The latest round increased Nuvocargo’s valuation to more than $250 million and brings its total funding to $75 million to date.

“QED doubled down on Nuvocargo by leading this round because they are on-track to becoming one of the leading startups to spearhead the nearshoring trend to Mexico from China and Asia,” Lauren Morton, partner at QED, said in a statement.

Nuvocargo will use funds from its Series B capital raise to expand service to all major U.S.-Mexico border crossings. (Photo: Jim Allen/FreightWaves)

Cargobot lands $6M to help propel global growth

Miami-based Cargobot recently raised $6 million in a Series A funding round, which the company will use to expand its products and solution offerings for shippers and carriers.

“Our platform offers comprehensive visibility and intuitive technology, enabling real-time monitoring of freight operations,” Correa said. “With a focus on advanced technology and user-friendly solutions, we strive to make freight transportation easier for shippers and carriers alike.”

Founded in 2016, Cargobot is an international digital freight company that connects shippers and carriers via its data-driven platform. 

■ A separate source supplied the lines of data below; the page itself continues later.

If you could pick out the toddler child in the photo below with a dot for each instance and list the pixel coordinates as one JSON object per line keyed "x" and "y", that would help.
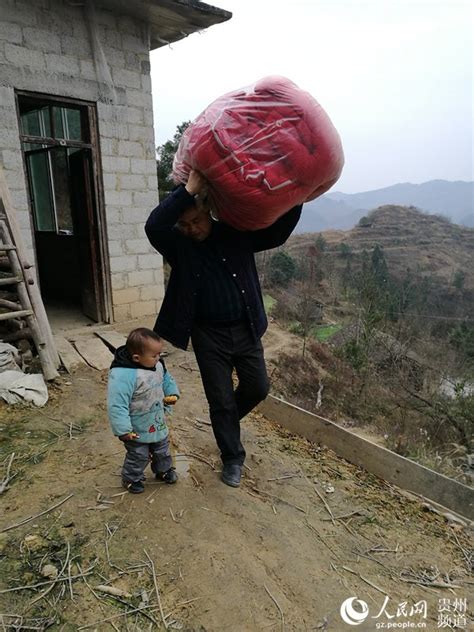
{"x": 139, "y": 388}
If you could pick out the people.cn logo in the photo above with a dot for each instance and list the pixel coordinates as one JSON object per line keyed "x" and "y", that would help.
{"x": 350, "y": 615}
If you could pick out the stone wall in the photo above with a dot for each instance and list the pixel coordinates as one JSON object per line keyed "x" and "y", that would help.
{"x": 51, "y": 47}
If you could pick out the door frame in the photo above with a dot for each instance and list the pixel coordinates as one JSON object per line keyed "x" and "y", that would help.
{"x": 101, "y": 253}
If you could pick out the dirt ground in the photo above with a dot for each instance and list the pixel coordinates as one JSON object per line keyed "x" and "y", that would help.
{"x": 305, "y": 532}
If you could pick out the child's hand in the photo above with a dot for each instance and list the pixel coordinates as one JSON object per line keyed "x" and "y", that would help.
{"x": 129, "y": 436}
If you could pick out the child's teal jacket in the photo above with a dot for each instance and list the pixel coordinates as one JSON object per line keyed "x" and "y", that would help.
{"x": 135, "y": 399}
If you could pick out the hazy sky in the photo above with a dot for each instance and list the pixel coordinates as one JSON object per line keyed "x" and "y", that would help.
{"x": 395, "y": 77}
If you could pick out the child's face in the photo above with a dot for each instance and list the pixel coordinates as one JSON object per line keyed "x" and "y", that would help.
{"x": 150, "y": 354}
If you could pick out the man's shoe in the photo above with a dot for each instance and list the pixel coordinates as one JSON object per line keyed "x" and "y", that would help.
{"x": 134, "y": 487}
{"x": 231, "y": 474}
{"x": 170, "y": 477}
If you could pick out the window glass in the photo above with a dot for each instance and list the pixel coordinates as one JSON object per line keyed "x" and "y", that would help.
{"x": 41, "y": 194}
{"x": 36, "y": 123}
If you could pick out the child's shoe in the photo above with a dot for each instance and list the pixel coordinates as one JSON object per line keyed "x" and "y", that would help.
{"x": 134, "y": 487}
{"x": 170, "y": 477}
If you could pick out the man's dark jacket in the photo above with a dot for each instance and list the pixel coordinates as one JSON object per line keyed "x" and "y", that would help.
{"x": 237, "y": 248}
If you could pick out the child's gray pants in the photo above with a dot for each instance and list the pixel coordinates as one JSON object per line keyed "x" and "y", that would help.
{"x": 140, "y": 454}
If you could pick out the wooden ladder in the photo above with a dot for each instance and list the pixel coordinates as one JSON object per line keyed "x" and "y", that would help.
{"x": 30, "y": 306}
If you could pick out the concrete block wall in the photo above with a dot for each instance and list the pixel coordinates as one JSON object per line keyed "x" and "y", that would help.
{"x": 46, "y": 46}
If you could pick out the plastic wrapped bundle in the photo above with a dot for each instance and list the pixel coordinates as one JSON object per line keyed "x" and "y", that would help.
{"x": 263, "y": 149}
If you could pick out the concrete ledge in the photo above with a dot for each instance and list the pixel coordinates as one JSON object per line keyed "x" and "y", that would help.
{"x": 371, "y": 457}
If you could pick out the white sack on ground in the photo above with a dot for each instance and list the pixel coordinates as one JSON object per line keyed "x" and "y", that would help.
{"x": 17, "y": 387}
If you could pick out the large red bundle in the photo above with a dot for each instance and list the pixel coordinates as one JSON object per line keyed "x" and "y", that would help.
{"x": 263, "y": 149}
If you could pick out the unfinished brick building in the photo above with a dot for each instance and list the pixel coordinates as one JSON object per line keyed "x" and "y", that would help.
{"x": 77, "y": 144}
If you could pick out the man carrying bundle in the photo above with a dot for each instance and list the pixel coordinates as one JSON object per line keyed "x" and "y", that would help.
{"x": 214, "y": 298}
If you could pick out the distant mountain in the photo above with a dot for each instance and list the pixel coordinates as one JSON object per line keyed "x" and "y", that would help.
{"x": 336, "y": 210}
{"x": 427, "y": 244}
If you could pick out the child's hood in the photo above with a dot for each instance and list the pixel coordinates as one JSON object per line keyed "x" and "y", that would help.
{"x": 123, "y": 359}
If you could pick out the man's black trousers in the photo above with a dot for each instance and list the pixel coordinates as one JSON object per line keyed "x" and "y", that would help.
{"x": 220, "y": 350}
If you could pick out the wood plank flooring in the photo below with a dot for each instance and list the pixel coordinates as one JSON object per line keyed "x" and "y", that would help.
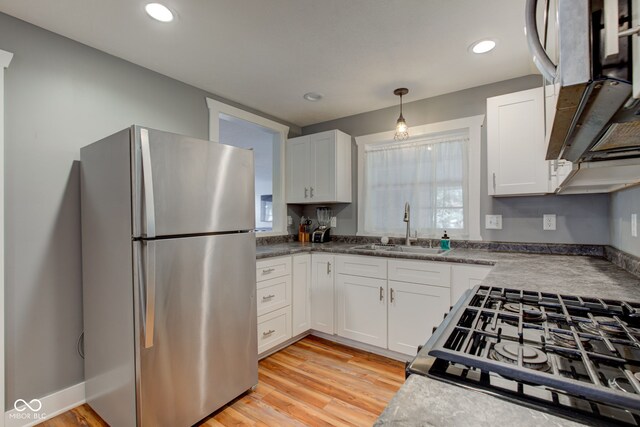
{"x": 313, "y": 382}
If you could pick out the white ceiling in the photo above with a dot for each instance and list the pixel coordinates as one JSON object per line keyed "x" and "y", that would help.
{"x": 267, "y": 53}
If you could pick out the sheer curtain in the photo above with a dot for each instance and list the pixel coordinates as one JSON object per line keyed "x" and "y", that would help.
{"x": 429, "y": 173}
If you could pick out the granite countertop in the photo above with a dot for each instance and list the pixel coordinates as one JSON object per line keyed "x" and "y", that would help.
{"x": 567, "y": 274}
{"x": 424, "y": 401}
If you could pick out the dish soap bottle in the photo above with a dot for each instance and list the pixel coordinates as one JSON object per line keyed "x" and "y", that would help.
{"x": 445, "y": 242}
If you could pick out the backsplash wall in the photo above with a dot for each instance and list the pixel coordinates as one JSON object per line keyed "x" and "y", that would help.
{"x": 623, "y": 204}
{"x": 581, "y": 218}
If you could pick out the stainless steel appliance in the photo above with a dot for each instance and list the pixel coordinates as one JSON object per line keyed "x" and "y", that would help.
{"x": 588, "y": 52}
{"x": 573, "y": 356}
{"x": 168, "y": 277}
{"x": 323, "y": 232}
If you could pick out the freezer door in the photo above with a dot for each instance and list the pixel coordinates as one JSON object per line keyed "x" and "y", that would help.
{"x": 195, "y": 296}
{"x": 183, "y": 185}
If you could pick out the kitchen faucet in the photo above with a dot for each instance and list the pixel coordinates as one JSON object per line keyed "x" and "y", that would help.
{"x": 407, "y": 219}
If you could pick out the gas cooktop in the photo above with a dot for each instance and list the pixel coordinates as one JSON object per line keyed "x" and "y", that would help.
{"x": 575, "y": 356}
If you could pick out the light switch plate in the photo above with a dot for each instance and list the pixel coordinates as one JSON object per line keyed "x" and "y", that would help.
{"x": 493, "y": 222}
{"x": 549, "y": 222}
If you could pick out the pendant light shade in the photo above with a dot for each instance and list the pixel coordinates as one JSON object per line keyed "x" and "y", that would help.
{"x": 402, "y": 130}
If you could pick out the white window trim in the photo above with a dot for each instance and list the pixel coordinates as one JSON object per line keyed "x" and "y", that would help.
{"x": 215, "y": 109}
{"x": 473, "y": 125}
{"x": 5, "y": 60}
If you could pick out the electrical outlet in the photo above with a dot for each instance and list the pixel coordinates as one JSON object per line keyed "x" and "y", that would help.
{"x": 549, "y": 221}
{"x": 493, "y": 222}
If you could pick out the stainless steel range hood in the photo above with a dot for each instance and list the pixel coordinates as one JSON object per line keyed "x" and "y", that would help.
{"x": 597, "y": 116}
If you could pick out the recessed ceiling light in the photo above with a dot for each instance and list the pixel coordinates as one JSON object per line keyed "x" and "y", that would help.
{"x": 312, "y": 96}
{"x": 159, "y": 12}
{"x": 483, "y": 46}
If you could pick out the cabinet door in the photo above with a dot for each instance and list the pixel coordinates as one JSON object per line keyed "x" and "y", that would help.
{"x": 322, "y": 314}
{"x": 414, "y": 310}
{"x": 301, "y": 304}
{"x": 297, "y": 176}
{"x": 516, "y": 146}
{"x": 322, "y": 167}
{"x": 465, "y": 277}
{"x": 361, "y": 307}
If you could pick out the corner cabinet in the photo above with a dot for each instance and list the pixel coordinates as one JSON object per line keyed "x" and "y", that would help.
{"x": 318, "y": 168}
{"x": 516, "y": 148}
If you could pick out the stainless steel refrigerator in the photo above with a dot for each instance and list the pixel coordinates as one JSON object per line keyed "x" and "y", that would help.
{"x": 169, "y": 277}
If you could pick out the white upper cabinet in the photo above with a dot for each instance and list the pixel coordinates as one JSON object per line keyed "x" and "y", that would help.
{"x": 516, "y": 144}
{"x": 319, "y": 168}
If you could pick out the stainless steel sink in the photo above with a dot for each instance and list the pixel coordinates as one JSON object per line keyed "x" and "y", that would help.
{"x": 374, "y": 247}
{"x": 403, "y": 249}
{"x": 418, "y": 250}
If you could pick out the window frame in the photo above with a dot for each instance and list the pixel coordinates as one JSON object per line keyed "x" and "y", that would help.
{"x": 279, "y": 206}
{"x": 473, "y": 126}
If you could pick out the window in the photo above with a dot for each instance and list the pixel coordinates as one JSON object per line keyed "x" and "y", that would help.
{"x": 432, "y": 171}
{"x": 233, "y": 126}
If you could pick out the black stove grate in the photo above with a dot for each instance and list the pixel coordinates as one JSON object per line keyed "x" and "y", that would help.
{"x": 588, "y": 348}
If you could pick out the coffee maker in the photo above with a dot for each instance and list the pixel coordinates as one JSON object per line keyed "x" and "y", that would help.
{"x": 323, "y": 232}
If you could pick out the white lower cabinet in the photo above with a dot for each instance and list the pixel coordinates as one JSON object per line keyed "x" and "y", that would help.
{"x": 361, "y": 304}
{"x": 322, "y": 293}
{"x": 465, "y": 277}
{"x": 414, "y": 310}
{"x": 274, "y": 328}
{"x": 301, "y": 303}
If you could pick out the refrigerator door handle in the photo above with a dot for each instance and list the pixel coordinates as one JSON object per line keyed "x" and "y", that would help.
{"x": 149, "y": 296}
{"x": 147, "y": 184}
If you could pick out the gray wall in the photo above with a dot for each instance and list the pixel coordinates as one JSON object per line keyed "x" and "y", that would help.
{"x": 60, "y": 96}
{"x": 581, "y": 219}
{"x": 623, "y": 204}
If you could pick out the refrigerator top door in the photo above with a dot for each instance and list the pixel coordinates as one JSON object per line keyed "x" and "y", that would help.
{"x": 196, "y": 186}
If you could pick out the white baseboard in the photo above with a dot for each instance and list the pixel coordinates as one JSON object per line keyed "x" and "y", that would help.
{"x": 51, "y": 405}
{"x": 365, "y": 347}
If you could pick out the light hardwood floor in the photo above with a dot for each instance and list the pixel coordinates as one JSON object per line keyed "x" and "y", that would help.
{"x": 313, "y": 382}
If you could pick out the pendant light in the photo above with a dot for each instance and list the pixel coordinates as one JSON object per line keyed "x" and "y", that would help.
{"x": 401, "y": 126}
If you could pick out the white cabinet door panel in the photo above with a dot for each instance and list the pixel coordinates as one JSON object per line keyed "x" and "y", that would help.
{"x": 301, "y": 294}
{"x": 414, "y": 310}
{"x": 362, "y": 309}
{"x": 322, "y": 293}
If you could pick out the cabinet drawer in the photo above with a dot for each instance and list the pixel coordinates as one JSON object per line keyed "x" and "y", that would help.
{"x": 273, "y": 267}
{"x": 422, "y": 272}
{"x": 274, "y": 328}
{"x": 273, "y": 294}
{"x": 363, "y": 266}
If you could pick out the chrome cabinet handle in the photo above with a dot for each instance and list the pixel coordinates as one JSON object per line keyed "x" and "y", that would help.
{"x": 542, "y": 60}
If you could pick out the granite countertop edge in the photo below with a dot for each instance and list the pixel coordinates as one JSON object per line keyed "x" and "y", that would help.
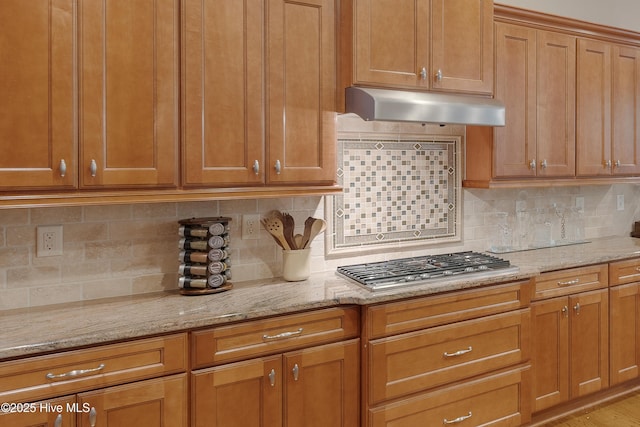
{"x": 27, "y": 332}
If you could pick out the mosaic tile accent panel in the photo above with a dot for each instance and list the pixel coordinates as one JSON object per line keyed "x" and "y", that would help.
{"x": 396, "y": 191}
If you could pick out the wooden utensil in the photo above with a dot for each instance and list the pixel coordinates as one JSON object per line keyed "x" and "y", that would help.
{"x": 275, "y": 227}
{"x": 288, "y": 225}
{"x": 316, "y": 226}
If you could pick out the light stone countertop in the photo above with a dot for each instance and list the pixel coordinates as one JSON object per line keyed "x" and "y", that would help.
{"x": 45, "y": 329}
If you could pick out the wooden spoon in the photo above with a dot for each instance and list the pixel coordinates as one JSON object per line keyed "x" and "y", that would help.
{"x": 317, "y": 227}
{"x": 307, "y": 232}
{"x": 274, "y": 227}
{"x": 289, "y": 224}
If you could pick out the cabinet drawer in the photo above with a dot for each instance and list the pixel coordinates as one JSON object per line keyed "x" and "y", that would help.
{"x": 418, "y": 361}
{"x": 623, "y": 272}
{"x": 261, "y": 337}
{"x": 570, "y": 281}
{"x": 497, "y": 400}
{"x": 78, "y": 370}
{"x": 416, "y": 314}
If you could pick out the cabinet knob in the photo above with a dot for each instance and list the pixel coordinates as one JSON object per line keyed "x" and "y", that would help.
{"x": 296, "y": 372}
{"x": 272, "y": 378}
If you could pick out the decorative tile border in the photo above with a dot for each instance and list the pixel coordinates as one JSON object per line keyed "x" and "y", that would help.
{"x": 397, "y": 192}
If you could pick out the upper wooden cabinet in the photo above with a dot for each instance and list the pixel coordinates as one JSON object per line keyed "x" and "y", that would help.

Miami-based Cargobot currently partners with over 20,000 carrier companies on its platform. (Photo: Jim Allen/FreightWaves)

The Series A round was led by BPBI, with continued participation from majority investor Total Management 2 Inc.

With the funding, Cargobot plans to further develop its current business units, including Cargobot Pool and Cargobot SaaS, aiming to provide more solutions for the freight industry, Correa said.

“We currently partner with over 20,000 carrier companies,” he said. “Additionally, through API integrations, we have access to an extensive pool of over 500,000 carriers, further expanding our network and enhancing our ability to meet the diverse needs of our customers.”

Correa said the freight economy is always changing.

“The current state of the freight economy is dynamic and influenced by various factors, including global trade trends, supply chain disruptions and economic conditions,” he said. “We leverage technology to optimize freight transportation processes, enhance visibility, and improve overall efficiency, helping our customers navigate the freight economy more effectively.”

Correa also said Cargobot sees a lot of cross-border opportunities in U.S.-Mexico trade.

“When it comes to cross-border opportunities between the U.S. and Mexico, Cargobot recognizes the immense potential for trade and transportation in this region,” he said. “We understand the importance of seamless connectivity between shippers and carriers in both countries.”